External Data Formats

NNTC Log Files

This is the standard set of files logged by Teledyne FLIR’s computer vision library NNTC.

./outputs/2022-10-13_15-50-46_0xb32
├── config.json
├── detections.json
├── nntc_config_expanded.json
├── nntc.log
├── run_command.txt
├── tracks.json
└── version.json

File	Description
config.json Alternatively: config.json.aes	A flattened ($ref objects resolved) copy of the configurations used to run NNTC. The file will be encrypted and contain the .aes extension if the input configuration is encrypted.
nntc_config_expanded.json Alternatively: nntc_config_expanded.json.aes	Similar to `config.json` except additional preprocessing is used to prepare values into a usable state for NNTC (defaults applied and values cast to proper types)
nntc.log	Raw log output (same as what is printed to screen).
run_command.txt	Saves command that was run with all input arguments.
version.json	Information about application and model versions for record keeping
detections.json	Output of the CNN is logged using the Formatted Detections format. The name of this file is determined by the input argument: `--log_detections=detections.json`
tracks.json	Output of the tracker using the Formatted Detections format. The name of this file is determined by the input argument: `--log_tracks=tracks.json`

Formatted Detections

The Teledyne FLIR Formatted Detections format holds a textual representation of bounding box output (detections and tracks) using JSON syntax. It is one of the key formats used by the NNTC computer vision library. Formatted Detections are derived from the COCO format, but has some extensions (e.g. addition of “track_id” and “image_filepath”) and changes (e.g. “image_id” is not required if the file path is present).

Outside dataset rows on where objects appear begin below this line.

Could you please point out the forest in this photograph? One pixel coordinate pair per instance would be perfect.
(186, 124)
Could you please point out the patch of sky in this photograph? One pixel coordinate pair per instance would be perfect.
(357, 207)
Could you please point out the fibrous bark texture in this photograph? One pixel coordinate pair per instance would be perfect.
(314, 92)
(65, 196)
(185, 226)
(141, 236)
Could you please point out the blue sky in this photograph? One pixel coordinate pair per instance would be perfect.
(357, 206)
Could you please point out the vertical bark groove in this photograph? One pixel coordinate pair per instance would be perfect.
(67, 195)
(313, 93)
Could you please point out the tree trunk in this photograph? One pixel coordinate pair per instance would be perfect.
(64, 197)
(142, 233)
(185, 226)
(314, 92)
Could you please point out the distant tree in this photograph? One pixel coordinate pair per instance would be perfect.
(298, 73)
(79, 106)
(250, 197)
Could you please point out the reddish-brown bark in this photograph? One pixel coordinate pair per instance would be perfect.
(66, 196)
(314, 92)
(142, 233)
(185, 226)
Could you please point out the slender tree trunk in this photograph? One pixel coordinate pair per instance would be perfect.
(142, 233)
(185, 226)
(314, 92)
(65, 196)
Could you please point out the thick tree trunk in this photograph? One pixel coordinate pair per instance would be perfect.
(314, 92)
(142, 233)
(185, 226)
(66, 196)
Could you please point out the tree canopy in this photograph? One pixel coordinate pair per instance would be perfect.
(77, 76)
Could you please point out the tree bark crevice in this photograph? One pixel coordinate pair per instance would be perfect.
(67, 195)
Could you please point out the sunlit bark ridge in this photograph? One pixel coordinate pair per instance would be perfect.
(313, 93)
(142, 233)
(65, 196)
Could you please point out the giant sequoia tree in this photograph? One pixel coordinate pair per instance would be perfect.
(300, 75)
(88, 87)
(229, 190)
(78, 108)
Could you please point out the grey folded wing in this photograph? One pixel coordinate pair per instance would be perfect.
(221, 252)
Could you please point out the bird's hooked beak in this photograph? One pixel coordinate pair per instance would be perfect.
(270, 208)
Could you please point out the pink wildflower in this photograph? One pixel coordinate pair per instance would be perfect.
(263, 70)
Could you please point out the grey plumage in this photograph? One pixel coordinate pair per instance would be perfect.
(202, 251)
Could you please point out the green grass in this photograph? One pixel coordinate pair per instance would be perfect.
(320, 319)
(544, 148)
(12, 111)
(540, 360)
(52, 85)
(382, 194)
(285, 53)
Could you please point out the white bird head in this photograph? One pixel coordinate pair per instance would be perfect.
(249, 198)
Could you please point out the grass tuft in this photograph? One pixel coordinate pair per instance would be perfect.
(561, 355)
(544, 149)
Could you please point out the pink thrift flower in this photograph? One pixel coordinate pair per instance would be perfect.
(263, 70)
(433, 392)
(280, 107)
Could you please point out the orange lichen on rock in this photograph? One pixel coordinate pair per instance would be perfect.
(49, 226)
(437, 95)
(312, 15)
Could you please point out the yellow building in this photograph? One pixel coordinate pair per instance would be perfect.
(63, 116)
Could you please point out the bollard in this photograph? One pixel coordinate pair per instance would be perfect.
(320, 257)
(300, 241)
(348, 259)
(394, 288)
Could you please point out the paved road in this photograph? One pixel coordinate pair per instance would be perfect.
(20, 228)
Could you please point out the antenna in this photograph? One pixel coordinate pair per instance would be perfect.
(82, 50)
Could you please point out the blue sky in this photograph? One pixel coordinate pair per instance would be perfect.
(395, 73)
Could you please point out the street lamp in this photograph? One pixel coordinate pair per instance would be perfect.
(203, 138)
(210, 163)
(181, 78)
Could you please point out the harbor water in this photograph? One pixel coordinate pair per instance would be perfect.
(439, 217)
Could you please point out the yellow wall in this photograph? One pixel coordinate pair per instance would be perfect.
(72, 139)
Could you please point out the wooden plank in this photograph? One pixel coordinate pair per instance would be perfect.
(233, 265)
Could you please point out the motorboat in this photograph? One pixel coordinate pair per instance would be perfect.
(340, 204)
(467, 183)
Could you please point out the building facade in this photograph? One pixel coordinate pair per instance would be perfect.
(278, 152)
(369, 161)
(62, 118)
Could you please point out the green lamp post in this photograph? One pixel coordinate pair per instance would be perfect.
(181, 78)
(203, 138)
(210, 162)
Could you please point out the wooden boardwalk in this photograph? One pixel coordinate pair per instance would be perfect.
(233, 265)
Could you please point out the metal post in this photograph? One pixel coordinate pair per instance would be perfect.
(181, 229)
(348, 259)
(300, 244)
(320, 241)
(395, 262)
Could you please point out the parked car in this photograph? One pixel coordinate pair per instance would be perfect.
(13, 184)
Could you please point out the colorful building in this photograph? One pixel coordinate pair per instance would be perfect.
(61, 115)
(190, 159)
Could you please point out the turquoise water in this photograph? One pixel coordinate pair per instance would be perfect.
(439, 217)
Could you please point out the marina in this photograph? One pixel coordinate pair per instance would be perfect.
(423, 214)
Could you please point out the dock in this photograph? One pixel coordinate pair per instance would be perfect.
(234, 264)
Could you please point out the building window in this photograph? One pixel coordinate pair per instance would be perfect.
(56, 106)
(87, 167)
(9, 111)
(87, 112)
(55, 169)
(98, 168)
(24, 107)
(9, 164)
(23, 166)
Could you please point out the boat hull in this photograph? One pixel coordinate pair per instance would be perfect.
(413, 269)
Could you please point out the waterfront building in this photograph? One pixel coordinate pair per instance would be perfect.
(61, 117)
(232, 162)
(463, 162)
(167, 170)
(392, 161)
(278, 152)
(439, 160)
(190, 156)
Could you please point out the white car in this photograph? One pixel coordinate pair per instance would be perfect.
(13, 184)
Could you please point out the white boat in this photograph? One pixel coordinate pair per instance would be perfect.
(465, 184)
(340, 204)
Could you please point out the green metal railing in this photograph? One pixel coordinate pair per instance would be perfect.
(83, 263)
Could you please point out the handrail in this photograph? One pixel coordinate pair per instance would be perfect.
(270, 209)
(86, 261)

Minimal Prototype (Only Required Fields)

[
    {
        "area"          : int,
        "bbox"          : [x,y,width,height],
        "category_id"   : int,
        "score"         : float
        "image_filepath": String
    }
]

Detailed Prototype

[
    {
        "area"                  : int,
        "bbox"                  : [x,y,width,height],
        "category_id"           : int,
        "score"                 : float
        "object_class_label"    : String,
        "image_filepath"        : String,
        "image_id"              : int,
        "frame_number"          : int,
        "det_time"              : int,
        "net_time"              : int,
        "timestamp"             : int,
        "track_id"              : int,
        "fine_grained"          : [
            {
              "characteristic_1"    : int_or_something_else
            },
            {
              "characteristic_2"    : int_or_something_else
            },
            ...
       ]
    }
]

Full Examples

NNTC Detection Output

[
    {
        "area": 2291,
        "bbox": [
            245,
            466,
            29,
            79
        ],
        "category_id": 1,
        "det_time": 1,
        "detection_source": "acquisition",
        "frame_number": 0,
        "image_filepath": "data/video-BzZspxAweF8AnKhWK-frame-000745-SSCRtAHcFjphNPczJ.jpg",
        "net_time": 1,
        "object_class_label": "person",
        "score": 0.96,
        "timestamp": "1652415948505",
        "track_id": -1
    },
    {
        "area": 2320,
        "bbox": [
            243,
            465,
            29,
            80
        ],
        "category_id": 1,
        "det_time": 1,
        "detection_source": "acquisition",
        "frame_number": 1,
        "image_filepath": "data/video-BzZspxAweF8AnKhWK-frame-000746-MHHMa9SEkr4Be79Fg.jpg",
        "net_time": 1,
        "object_class_label": "person",
        "score": 0.98,
        "timestamp": "1652415948539",
        "track_id": -1
    }
]

NNTC Track Output

[
    {
        "area": 2233,
        "bbox": [
            243,
            464,
            29,
            77
        ],
        "category_id": 1,
        "det_time": 1,
        "frame_number": 3,
        "image_filepath": "data/video-BzZspxAweF8AnKhWK-frame-000748-9tAPb5b34YrhNisoL.jpg",
        "net_time": 1,
        "object_class_label": "person",
        "score": 0.99,
        "timestamp": "1652415948605",
        "track_id": 1,
        "track_update_source": "object_detector",
        "track_update_state": "updated"
    },
    {
        "area": 2310,
        "bbox": [
            242,
            464,
            30,
            77
        ],
        "category_id": 1,
        "det_time": 1,
        "frame_number": 4,
        "image_filepath": "data/video-BzZspxAweF8AnKhWK-frame-000749-haAffTiwkCuseTx9S.jpg",
        "net_time": 1,
        "object_class_label": "person",
        "score": 0.66,
        "timestamp": "1652415948639",
        "track_id": 1,
        "track_update_source": "object_detector",
        "track_update_state": "not_updated"
    }
]

Top-Level Fields

The formatted detections format consists of an array of json objects. Each json object represents a detection at a certain point in time. The typical example looks like below, but some of the key/value pairs are optional, see the first object for the typical key/value pairs and the second one, for all different key/value pairs including the optional ones.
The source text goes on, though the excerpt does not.